My problem with 50/50 came mostly from Kendrick's Katherine.  Is it me, or is it a bit of a cliché to have the ever pretty, ever eager, ever spunky yet mostly inept counselor bumble her way into being a romantic character for our hero?  I just could never accept that someone this clueless and bubbly could ever seriously be training to deal with people battling potentially fatal diseases. A 'comedic' sign of how unaware she was is that not only had she never heard of Doogie Howser, M.D., but actually thought he was a real doctor. 

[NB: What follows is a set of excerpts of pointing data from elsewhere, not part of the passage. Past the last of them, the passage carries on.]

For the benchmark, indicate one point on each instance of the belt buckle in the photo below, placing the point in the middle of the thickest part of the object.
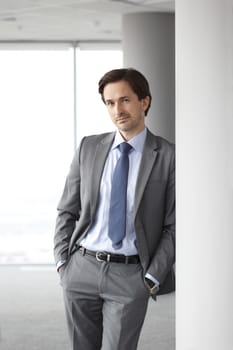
(98, 256)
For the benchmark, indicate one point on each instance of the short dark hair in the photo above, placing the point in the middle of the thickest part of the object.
(135, 79)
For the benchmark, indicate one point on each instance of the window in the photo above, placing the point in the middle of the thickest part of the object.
(37, 138)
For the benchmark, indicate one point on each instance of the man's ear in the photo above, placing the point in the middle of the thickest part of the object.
(145, 102)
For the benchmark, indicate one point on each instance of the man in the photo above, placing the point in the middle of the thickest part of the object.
(115, 245)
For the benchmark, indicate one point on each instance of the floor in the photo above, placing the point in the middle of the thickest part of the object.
(32, 315)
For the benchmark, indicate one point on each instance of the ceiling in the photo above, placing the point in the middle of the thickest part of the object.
(70, 20)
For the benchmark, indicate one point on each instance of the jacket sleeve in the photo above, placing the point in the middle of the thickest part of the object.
(162, 263)
(69, 208)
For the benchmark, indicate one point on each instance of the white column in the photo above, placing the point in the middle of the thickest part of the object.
(204, 134)
(149, 46)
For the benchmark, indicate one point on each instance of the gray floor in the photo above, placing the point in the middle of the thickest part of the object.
(32, 315)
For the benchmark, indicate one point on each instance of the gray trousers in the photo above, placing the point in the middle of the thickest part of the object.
(105, 303)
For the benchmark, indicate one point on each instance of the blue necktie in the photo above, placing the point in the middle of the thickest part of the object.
(118, 199)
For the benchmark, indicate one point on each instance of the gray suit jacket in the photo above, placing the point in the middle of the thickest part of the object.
(154, 214)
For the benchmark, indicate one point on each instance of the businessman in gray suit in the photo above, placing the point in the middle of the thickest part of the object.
(115, 229)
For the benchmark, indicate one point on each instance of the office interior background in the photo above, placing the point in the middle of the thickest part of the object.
(52, 54)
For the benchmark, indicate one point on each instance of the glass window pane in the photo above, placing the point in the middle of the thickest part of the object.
(36, 145)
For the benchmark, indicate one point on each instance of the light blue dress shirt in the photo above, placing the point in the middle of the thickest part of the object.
(97, 237)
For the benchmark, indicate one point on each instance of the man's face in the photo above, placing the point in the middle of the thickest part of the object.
(125, 109)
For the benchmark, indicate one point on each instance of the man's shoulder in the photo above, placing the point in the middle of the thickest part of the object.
(160, 142)
(95, 139)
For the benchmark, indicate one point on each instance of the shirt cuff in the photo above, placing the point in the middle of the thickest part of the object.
(153, 279)
(60, 263)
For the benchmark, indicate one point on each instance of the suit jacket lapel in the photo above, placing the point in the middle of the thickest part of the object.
(147, 162)
(102, 150)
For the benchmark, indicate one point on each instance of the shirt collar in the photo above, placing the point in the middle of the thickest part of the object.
(137, 142)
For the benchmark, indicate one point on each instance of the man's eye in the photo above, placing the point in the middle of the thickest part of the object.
(109, 103)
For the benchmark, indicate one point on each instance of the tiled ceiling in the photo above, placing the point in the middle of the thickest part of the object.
(78, 20)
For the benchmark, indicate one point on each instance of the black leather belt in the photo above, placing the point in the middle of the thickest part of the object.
(109, 257)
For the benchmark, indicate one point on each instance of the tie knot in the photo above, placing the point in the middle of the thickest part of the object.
(125, 147)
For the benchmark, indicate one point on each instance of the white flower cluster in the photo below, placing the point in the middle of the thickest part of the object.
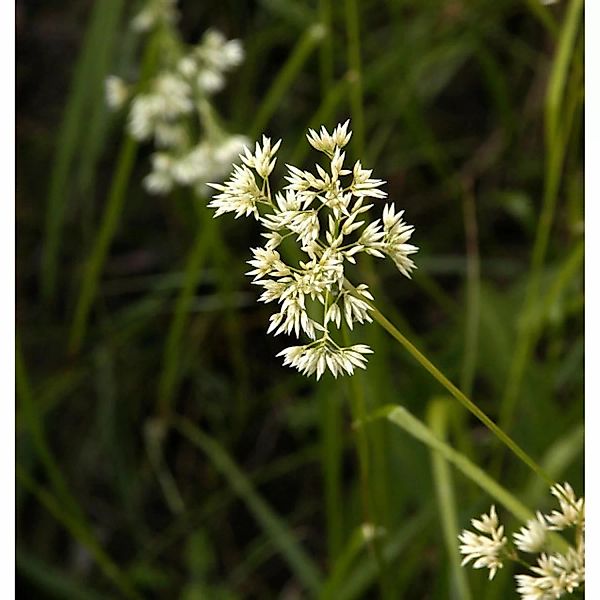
(326, 216)
(155, 12)
(487, 550)
(174, 102)
(555, 574)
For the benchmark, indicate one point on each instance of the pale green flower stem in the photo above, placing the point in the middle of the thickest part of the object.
(456, 393)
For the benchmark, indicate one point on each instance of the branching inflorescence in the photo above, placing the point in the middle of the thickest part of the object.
(555, 573)
(176, 102)
(325, 216)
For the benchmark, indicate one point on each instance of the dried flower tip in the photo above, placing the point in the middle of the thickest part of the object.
(571, 509)
(262, 160)
(532, 537)
(326, 142)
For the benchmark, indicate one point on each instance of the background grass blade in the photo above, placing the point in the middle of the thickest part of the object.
(304, 568)
(97, 43)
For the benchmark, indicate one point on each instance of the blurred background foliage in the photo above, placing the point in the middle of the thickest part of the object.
(162, 460)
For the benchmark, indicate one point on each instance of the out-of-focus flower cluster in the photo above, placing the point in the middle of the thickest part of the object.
(175, 103)
(555, 573)
(324, 215)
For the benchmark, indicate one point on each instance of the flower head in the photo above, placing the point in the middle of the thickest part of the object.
(326, 215)
(486, 550)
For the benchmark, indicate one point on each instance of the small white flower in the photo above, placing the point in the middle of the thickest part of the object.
(571, 509)
(532, 537)
(160, 180)
(364, 185)
(324, 213)
(485, 550)
(262, 161)
(326, 142)
(116, 92)
(315, 359)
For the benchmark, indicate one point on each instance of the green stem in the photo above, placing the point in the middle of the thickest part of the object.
(556, 141)
(110, 218)
(359, 414)
(437, 419)
(326, 53)
(272, 100)
(331, 459)
(456, 393)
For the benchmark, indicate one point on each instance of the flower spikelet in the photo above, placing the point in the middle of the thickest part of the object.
(325, 213)
(485, 550)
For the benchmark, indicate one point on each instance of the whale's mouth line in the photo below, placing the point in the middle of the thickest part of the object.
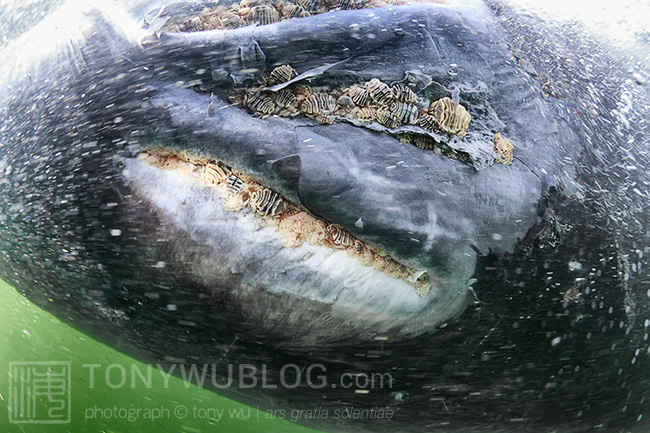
(238, 192)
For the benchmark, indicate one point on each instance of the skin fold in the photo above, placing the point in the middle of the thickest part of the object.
(536, 315)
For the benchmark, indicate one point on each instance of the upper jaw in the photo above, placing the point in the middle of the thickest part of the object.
(425, 210)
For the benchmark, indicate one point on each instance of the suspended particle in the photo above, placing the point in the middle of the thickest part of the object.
(230, 20)
(263, 14)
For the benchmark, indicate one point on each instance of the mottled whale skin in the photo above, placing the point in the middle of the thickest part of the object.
(551, 337)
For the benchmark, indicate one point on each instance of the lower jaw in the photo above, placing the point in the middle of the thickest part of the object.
(312, 290)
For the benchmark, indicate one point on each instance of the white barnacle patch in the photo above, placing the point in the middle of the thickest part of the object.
(373, 104)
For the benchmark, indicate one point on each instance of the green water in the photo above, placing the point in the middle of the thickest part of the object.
(28, 333)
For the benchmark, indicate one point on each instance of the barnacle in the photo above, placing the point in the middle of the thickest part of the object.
(503, 148)
(297, 226)
(406, 113)
(450, 118)
(261, 103)
(404, 93)
(380, 92)
(364, 114)
(214, 174)
(282, 74)
(318, 103)
(359, 95)
(267, 202)
(387, 118)
(374, 101)
(294, 11)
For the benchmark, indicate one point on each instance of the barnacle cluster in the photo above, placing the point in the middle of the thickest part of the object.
(503, 149)
(297, 226)
(248, 12)
(371, 101)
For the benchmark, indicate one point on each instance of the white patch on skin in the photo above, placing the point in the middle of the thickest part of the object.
(241, 243)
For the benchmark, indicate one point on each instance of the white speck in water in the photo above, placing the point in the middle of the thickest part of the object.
(575, 266)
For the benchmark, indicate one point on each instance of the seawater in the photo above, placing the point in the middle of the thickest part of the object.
(109, 391)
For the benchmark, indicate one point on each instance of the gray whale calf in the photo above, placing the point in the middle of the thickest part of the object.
(499, 297)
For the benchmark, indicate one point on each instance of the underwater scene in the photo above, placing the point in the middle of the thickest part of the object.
(324, 216)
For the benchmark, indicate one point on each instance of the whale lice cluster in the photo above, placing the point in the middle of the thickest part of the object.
(240, 191)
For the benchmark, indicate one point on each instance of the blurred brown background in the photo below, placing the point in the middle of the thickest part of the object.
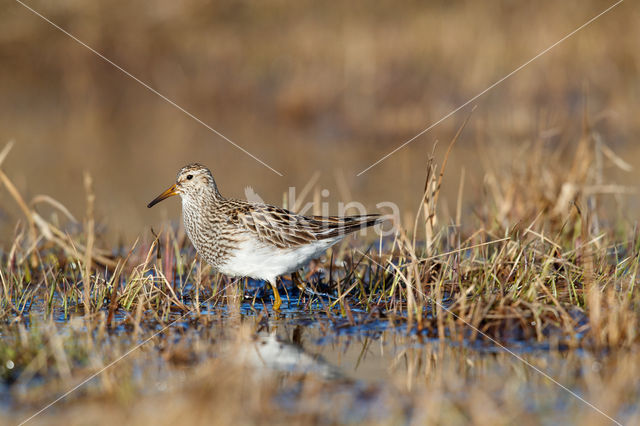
(305, 86)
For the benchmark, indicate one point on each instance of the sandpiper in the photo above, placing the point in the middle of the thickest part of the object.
(243, 239)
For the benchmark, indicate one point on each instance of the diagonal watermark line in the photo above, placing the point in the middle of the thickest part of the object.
(491, 87)
(112, 363)
(501, 346)
(147, 86)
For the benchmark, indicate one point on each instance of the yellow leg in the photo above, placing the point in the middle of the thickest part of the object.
(277, 302)
(297, 280)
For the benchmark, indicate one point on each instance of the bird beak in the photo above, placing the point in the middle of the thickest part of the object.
(166, 194)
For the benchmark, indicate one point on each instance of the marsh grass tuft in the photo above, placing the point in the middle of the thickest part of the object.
(541, 266)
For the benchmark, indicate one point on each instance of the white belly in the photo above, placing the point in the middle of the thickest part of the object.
(257, 260)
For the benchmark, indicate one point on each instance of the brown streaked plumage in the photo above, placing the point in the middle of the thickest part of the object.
(244, 239)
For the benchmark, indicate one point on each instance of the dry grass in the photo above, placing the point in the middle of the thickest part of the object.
(516, 236)
(535, 272)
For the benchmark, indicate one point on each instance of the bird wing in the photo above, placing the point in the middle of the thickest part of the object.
(285, 229)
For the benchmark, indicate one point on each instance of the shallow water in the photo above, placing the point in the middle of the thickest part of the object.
(382, 368)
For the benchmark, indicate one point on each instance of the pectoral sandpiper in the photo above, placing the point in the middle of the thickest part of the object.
(243, 239)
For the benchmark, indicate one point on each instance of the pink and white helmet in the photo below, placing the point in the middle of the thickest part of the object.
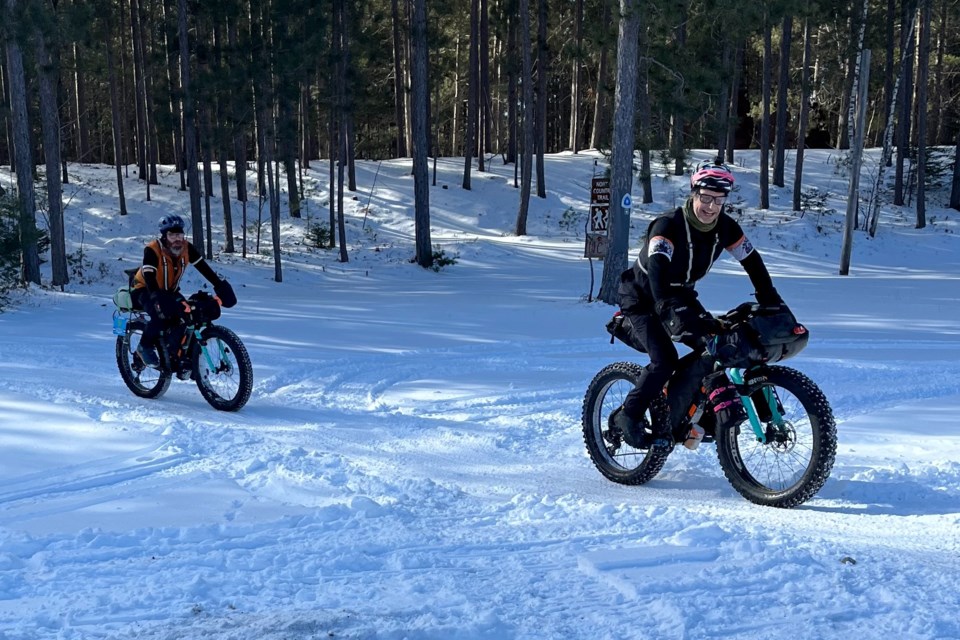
(712, 175)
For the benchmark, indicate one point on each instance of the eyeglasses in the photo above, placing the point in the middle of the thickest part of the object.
(707, 199)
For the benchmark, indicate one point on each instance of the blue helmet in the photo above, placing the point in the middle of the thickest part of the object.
(172, 222)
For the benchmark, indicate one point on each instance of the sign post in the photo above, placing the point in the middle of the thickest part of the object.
(598, 234)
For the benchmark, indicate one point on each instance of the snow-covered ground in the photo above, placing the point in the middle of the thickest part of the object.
(410, 464)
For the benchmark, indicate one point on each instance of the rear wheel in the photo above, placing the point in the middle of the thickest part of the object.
(795, 461)
(142, 380)
(613, 457)
(223, 370)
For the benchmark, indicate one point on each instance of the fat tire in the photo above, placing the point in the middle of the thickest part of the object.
(131, 378)
(603, 396)
(243, 369)
(823, 445)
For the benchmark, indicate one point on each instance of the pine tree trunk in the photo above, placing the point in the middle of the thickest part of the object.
(905, 106)
(804, 114)
(23, 150)
(765, 118)
(677, 144)
(575, 76)
(923, 73)
(786, 35)
(621, 159)
(486, 116)
(469, 141)
(890, 67)
(115, 117)
(955, 189)
(419, 100)
(173, 85)
(543, 70)
(83, 121)
(598, 129)
(936, 108)
(512, 115)
(189, 128)
(6, 157)
(726, 58)
(643, 110)
(140, 84)
(734, 122)
(48, 70)
(526, 113)
(398, 75)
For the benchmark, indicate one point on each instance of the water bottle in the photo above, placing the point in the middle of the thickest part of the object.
(694, 437)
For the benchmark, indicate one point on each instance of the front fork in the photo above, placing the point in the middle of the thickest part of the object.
(221, 356)
(736, 376)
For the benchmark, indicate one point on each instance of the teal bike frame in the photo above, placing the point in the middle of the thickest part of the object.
(736, 376)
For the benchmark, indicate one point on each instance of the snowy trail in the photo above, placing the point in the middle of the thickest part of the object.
(411, 465)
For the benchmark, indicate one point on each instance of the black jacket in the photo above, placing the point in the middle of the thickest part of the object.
(673, 258)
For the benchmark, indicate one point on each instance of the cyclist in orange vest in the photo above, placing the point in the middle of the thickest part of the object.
(157, 283)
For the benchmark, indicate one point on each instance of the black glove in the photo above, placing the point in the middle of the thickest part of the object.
(225, 292)
(165, 305)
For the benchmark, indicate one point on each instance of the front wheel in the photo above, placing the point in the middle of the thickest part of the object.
(613, 457)
(795, 461)
(143, 381)
(222, 368)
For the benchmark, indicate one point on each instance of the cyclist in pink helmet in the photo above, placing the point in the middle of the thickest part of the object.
(658, 298)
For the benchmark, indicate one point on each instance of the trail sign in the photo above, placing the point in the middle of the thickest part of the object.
(597, 233)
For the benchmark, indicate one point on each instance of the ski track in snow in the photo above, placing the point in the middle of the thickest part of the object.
(379, 489)
(291, 444)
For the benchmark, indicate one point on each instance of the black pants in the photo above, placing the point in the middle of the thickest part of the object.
(648, 330)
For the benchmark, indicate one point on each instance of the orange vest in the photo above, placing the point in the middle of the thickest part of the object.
(170, 269)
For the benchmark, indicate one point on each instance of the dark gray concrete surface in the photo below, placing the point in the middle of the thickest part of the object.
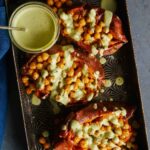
(139, 11)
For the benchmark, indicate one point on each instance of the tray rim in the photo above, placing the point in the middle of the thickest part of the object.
(12, 47)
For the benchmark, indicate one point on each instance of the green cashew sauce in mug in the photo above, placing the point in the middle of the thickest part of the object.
(41, 27)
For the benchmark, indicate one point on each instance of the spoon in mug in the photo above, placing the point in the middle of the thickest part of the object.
(12, 28)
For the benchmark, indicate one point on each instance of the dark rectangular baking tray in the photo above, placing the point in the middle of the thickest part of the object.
(123, 64)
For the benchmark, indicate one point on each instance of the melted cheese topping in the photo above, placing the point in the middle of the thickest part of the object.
(107, 132)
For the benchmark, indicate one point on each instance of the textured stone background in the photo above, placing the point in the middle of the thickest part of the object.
(139, 12)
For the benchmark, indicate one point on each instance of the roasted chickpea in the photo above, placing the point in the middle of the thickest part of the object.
(58, 4)
(110, 36)
(50, 2)
(35, 76)
(65, 31)
(80, 29)
(46, 146)
(71, 72)
(75, 65)
(76, 140)
(72, 95)
(63, 1)
(39, 66)
(45, 56)
(58, 59)
(69, 3)
(86, 80)
(69, 80)
(75, 17)
(28, 91)
(67, 88)
(42, 140)
(33, 65)
(46, 82)
(78, 82)
(30, 71)
(97, 36)
(98, 29)
(102, 24)
(25, 79)
(49, 60)
(82, 22)
(83, 144)
(54, 9)
(75, 87)
(48, 88)
(39, 58)
(87, 37)
(76, 24)
(61, 65)
(90, 31)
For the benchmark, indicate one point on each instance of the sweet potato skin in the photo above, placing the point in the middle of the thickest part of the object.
(88, 114)
(116, 29)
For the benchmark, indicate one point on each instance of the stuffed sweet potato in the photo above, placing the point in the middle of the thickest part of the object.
(64, 75)
(97, 31)
(100, 126)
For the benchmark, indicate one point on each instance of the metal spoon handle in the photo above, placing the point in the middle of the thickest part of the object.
(12, 28)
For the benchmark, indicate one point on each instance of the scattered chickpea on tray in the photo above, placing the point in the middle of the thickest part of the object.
(64, 75)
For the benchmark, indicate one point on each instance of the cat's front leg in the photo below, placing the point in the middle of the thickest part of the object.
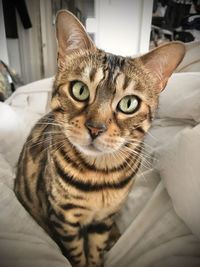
(98, 238)
(68, 236)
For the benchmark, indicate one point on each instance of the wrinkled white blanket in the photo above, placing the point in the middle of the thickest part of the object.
(160, 223)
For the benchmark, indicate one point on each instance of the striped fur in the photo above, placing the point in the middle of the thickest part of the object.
(71, 183)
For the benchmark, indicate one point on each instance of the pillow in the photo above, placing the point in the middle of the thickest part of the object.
(181, 97)
(179, 167)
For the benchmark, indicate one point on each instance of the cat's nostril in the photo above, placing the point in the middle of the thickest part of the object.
(95, 129)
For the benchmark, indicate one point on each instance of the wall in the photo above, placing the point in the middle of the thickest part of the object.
(3, 43)
(123, 27)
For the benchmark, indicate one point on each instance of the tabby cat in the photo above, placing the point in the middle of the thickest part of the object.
(79, 161)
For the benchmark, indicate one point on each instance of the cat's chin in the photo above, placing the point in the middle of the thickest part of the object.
(90, 150)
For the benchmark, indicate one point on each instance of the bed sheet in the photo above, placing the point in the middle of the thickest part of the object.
(160, 221)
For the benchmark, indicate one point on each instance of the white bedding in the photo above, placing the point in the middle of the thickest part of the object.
(160, 223)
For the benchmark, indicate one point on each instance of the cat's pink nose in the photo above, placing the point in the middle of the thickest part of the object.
(95, 129)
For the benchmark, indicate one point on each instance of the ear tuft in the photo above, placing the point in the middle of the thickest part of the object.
(71, 34)
(162, 61)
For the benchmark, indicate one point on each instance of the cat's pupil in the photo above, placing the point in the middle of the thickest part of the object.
(129, 103)
(81, 90)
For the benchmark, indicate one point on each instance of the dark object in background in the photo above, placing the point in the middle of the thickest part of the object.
(9, 81)
(9, 10)
(176, 11)
(191, 22)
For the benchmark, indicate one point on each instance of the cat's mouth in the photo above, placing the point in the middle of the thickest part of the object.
(90, 149)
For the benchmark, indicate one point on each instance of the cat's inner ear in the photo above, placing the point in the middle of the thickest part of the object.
(71, 34)
(162, 61)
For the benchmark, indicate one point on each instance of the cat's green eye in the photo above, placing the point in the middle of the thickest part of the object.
(128, 104)
(80, 91)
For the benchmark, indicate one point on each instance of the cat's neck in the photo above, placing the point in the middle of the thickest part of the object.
(110, 161)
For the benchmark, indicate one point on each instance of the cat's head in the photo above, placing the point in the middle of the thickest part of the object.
(103, 101)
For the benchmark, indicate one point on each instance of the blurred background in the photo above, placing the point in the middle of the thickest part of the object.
(124, 27)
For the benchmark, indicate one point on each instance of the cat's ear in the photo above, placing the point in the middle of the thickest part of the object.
(162, 61)
(70, 34)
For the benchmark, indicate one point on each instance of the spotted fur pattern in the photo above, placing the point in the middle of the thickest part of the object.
(74, 184)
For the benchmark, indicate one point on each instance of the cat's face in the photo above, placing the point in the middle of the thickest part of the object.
(104, 102)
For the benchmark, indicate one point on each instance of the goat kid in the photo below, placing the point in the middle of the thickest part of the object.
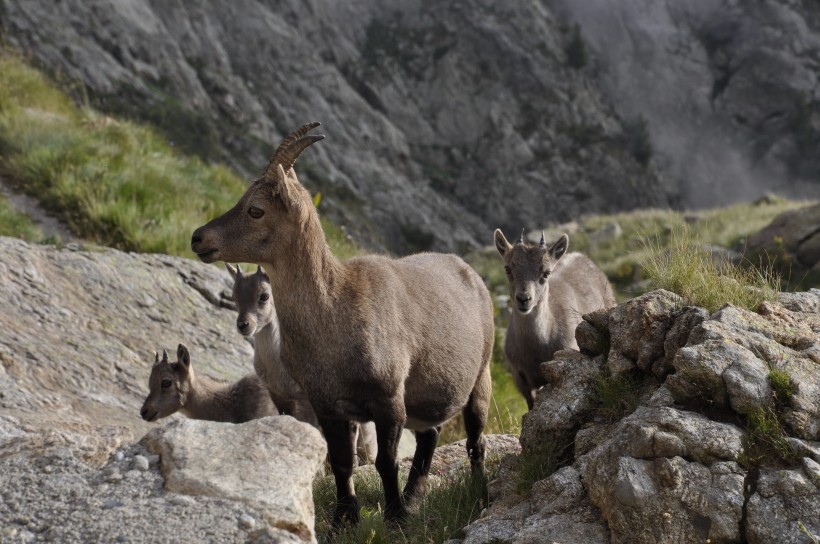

One figures that young trainees, even ones as bubbly as Katherine, would have some tact, some intelligence in how to handle situations fraught with pain both physical and emotional.  However, as directed by Jonathan Levine with Reiser's screenplay, Katherine comes off with as much ability to help anyone as a ditsy cheerleader.

Then again, I have never been taken by the charm of Anna Kendrick, so there's that too.



That aspect: the perky little girl who falls in love or at least like with her patient, just never worked for me.  I kept thinking that in 50/50 her purpose really wasn't to try and help Adam get some handle on his illness but to give him a chance to have some romantic angle in the film.  I also note that for most of 50/50, Adam remains pretty much the same: a smart fellow ready with a quick quip for almost every situation.  It really isn't until he learns that the chemo hasn't worked and will have to go to surgery that he shows an emotion besides remarkable aloofness, even calmness, towards everything.

However, once we see just how serious the situation has truly become, once we get to how Adam finally wants to put away all the chaos and nonsense this disease has brought on him that we get an emotional core to 50/50.

Adam doesn't just want to drive a car for the first time the night before surgery, he wants to knowingly drive it wrong, as if by forcing others out of the way he can gain some control where he has none.

It's at this scene in particular that we see 50/50 to be a strong film about loss: of control, of friends, of any certainties that come with life, even one as young as Adam's.  When he shaves his head rather than lose his hair to the chemo, it's an effort to gain some control over the disease.  It's only when after all the treatment and whatever sex he can wrangle out of it that he finds it wasn't enough, Adam finally allows himself a moment of anger, a scream over how everything he's done hasn't helped, and the prospect that he may yet die despite having done everything he could.


Gordon-Levitt in 50/50 makes a strong case for an Oscar nomination if I had anything to say about it.  Adam continues to be himself, trying to keep things gong for him, but finding that he can only do so much.  Rogen, also, continues to be  Rogenesque (a slacker who likes pot and broads, presumably in that order), but credit should be given in that near the end of 50/50, Adam discovers that in his own way, he has been trying to be as supportive and as caring a friend as he is able to be. 

One almost feels for Howard in that here she again is called to play a terrible person, but she does it so well.  Huston maintains the balance of Adam's mother being both difficult to be around and truly loving.  As for Kendrick, again I fail to find her charms, or why so many genuinely love her as a performer.

My caveat about 50/50 is that it is not as funny as one might be led to believe.  Its humor does ease some of the edges of being a story about cancer.  The film maintains a good balance between being delicate with the subject matter and being more of a slacker/stoner romp.  Minus the romantic angle and Kendrick's bubbly shtick, 50/50 has the odds in its favor of being a good film.